The first, announced at the finance ministers’ meeting the previous weekend, was agreeing to a minimum rate of tax for multinational companies. In theory, this should stop companies from shifting profits to low-tax jurisdictions, and ensure the largest multinationals pay more taxes where they operate.
But the devil is in the detail. Firstly, while the 15 per cent minimum might look reasonable, it is below the rate most countries already set, and could end up being a ceiling rather than a floor. Another weakness is that no one knows the tax base to which the rate would apply.
Secondly, as observers including Paul Donovan, chief economist at UBS Global Wealth Management, have pointed out, it says that large companies – where “large” is undefined – with a 10 per cent profit margin should be taxed where they conduct business, a move that would exempt tech behemoths such as Amazon.
So far, the US has moved to keep its other tech companies outside the remit, while the British have sought to protect their banks.
Thirdly, the G7 may comprise leaders of the richest nations, but they are not the only ones with tax jurisdictions. Any final agreement will have to be approved by 139 countries as part of the longstanding negotiations that have gone on for years via the Organisation for Economic Cooperation and Development (OECD). Poor nations’ citizens should not hold their breath.
Then there is the much-heralded commitment to share one billion vaccines, with the US pledging 500 million and the UK 100 million. Here, too, the offer may turn out to be underwhelming. It may sound generous – it is hard for people to get their heads around billions – but in fact it is quite miserly. The UK has bought 517 million jabs for 80 million Brits, while fellow G7 member Canada has also secured enough vaccines to inoculate its population five times over.
The World Health Organisation says the world would need 11 billion doses to end the pandemic, which has killed around 3.9 million people.

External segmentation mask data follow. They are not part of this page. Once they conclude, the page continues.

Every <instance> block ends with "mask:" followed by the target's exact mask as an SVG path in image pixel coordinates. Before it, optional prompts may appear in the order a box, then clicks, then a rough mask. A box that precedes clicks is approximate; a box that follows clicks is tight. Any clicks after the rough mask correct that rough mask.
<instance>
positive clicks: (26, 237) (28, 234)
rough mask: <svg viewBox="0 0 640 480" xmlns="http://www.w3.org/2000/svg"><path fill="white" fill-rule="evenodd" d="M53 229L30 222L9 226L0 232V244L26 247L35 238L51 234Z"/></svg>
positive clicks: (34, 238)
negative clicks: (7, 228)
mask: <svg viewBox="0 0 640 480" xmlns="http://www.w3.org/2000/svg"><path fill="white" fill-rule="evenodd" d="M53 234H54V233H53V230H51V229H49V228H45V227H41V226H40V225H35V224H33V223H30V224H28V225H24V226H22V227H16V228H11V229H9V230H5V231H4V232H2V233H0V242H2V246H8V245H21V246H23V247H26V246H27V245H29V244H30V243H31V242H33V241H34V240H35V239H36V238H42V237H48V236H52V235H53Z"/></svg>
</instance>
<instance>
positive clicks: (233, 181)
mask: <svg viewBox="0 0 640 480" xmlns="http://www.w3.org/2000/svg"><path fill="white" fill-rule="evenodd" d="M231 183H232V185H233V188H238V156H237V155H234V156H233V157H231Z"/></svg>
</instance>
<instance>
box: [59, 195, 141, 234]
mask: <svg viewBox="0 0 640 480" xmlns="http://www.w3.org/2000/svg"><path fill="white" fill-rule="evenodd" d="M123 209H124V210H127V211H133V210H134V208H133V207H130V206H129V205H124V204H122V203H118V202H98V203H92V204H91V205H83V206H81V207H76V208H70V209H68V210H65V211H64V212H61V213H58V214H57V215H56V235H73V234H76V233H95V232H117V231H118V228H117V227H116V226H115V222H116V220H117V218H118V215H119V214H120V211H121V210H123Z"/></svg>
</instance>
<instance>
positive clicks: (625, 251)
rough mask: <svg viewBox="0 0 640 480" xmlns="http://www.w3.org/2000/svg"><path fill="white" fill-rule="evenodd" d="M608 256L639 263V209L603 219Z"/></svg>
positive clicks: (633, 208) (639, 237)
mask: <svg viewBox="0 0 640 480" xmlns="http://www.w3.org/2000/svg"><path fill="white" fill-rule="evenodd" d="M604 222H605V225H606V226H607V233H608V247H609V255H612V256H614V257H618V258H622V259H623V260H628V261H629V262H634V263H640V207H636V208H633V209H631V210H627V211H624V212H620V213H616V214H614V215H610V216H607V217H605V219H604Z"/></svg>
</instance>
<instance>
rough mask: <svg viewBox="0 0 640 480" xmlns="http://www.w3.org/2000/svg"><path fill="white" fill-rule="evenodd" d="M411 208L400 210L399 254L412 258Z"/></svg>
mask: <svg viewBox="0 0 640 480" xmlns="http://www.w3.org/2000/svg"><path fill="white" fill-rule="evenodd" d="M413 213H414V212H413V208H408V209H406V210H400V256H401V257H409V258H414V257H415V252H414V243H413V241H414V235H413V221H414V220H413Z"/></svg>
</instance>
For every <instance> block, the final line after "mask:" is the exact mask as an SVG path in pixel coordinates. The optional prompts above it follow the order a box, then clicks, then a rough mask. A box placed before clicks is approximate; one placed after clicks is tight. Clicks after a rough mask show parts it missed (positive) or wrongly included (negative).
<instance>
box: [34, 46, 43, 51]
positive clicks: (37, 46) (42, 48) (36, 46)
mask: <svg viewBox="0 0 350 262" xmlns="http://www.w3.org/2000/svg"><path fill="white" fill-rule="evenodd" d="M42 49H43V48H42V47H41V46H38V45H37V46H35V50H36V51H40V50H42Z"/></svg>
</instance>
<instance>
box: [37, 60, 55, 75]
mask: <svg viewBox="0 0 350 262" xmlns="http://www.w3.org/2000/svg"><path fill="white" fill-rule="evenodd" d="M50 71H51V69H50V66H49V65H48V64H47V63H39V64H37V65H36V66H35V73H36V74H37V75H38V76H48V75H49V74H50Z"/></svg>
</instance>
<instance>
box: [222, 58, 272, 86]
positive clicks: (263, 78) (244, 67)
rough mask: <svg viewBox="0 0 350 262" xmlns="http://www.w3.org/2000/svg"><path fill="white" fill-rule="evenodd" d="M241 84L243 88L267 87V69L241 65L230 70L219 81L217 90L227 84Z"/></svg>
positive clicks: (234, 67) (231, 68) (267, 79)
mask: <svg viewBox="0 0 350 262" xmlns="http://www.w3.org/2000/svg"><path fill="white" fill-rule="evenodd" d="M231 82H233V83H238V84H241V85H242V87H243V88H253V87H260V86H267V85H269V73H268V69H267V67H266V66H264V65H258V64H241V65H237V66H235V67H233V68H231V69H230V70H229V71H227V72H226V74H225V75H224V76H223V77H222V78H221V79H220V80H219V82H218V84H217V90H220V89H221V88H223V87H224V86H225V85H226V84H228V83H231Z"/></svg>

The failure to get close to that target is not just an issue of morality, diplomacy and equality; it is an economic error of gargantuan scale. The International Monetary Fund, seldom an advocate for big spending, argues that to vaccinate at least 40 per cent of the population in all countries by the end of 2021, and at least 60 per cent by the first half of 2022, would cost $50bn (£35.4bn). This is 1/764 of the G7’s combined annual economic output of $38.3 trillion (£27.1 trillion).

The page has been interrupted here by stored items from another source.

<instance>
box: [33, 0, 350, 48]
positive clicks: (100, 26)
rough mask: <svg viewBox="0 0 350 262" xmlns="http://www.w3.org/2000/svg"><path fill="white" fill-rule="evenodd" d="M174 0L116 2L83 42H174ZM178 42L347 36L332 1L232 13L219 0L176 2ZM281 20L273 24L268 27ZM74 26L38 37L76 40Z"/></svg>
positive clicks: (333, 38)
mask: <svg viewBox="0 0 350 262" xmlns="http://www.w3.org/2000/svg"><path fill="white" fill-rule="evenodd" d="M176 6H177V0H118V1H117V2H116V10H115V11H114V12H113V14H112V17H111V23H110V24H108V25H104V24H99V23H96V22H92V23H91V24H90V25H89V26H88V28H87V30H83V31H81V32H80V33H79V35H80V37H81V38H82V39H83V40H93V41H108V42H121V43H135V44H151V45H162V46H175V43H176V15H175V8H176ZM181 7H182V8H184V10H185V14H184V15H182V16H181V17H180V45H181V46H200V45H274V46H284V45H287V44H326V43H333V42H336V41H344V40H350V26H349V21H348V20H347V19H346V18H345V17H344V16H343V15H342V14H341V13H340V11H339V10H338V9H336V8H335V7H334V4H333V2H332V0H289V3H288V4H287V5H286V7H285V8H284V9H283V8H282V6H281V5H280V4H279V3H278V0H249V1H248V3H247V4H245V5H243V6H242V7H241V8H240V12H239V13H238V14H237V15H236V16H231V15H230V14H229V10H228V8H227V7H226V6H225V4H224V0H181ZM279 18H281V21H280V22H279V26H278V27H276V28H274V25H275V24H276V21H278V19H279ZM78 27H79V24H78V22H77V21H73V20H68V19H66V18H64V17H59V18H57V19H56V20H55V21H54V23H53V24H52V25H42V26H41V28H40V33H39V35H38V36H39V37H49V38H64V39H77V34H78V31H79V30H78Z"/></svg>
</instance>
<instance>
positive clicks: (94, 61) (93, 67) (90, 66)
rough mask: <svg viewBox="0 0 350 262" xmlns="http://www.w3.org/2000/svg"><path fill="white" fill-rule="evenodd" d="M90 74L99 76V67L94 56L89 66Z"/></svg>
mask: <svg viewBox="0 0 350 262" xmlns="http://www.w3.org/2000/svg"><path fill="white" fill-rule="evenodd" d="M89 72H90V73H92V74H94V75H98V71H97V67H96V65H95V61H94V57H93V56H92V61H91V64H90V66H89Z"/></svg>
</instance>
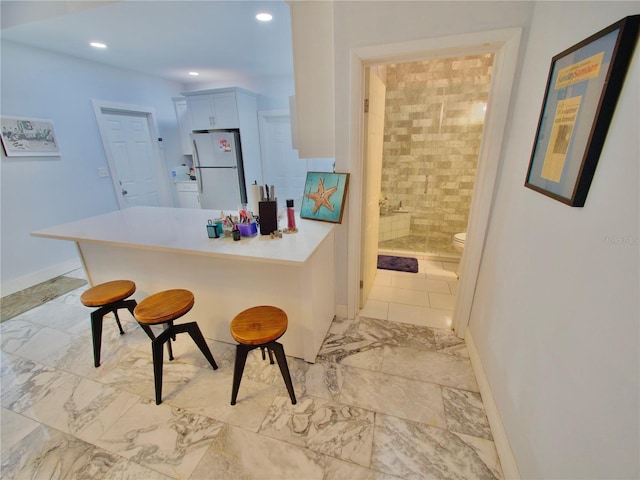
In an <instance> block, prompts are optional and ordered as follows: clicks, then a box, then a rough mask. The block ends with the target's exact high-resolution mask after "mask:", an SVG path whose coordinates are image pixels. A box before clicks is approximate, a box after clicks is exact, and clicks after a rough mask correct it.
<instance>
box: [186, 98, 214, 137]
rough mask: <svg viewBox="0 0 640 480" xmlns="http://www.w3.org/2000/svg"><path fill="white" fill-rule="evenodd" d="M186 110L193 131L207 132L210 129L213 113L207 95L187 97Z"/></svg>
mask: <svg viewBox="0 0 640 480" xmlns="http://www.w3.org/2000/svg"><path fill="white" fill-rule="evenodd" d="M187 109H188V110H189V116H190V118H191V128H192V129H193V130H209V129H210V128H212V117H213V111H212V108H211V99H210V98H209V95H193V96H190V97H187Z"/></svg>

A faster end to the pandemic could also inject the equivalent of $9 trillion (£6.4 trillion) into the global economy by 2025, thanks to a faster resumption of economic activity. Advanced economies, likely to spend the most in this effort, would see the highest return on public investment in modern history – capturing 40 per cent of the cumulative $9 trillion in global GDP gains, and roughly $1 trillion (£708bn) in additional tax revenues.
This is the economist’s version of the old saying that no one is safe until everybody is safe. But even putting it into monetary terms – that the G7 would get an 18,000 per cent return on its $50bn investment – failed to persuade the leaders to pursue their own economic interest.
If there was one achievement at the summit, it was having a US president back on the same economic page as his fellow leaders.
But sadly, despite the rhetoric of “building back better” and “not repeating the mistakes of past crises”, the attitudes of the G7 towards those key questions of taxation and an economic reset suggest that the song by The Who that really sums them up is “I Can’t Explain”.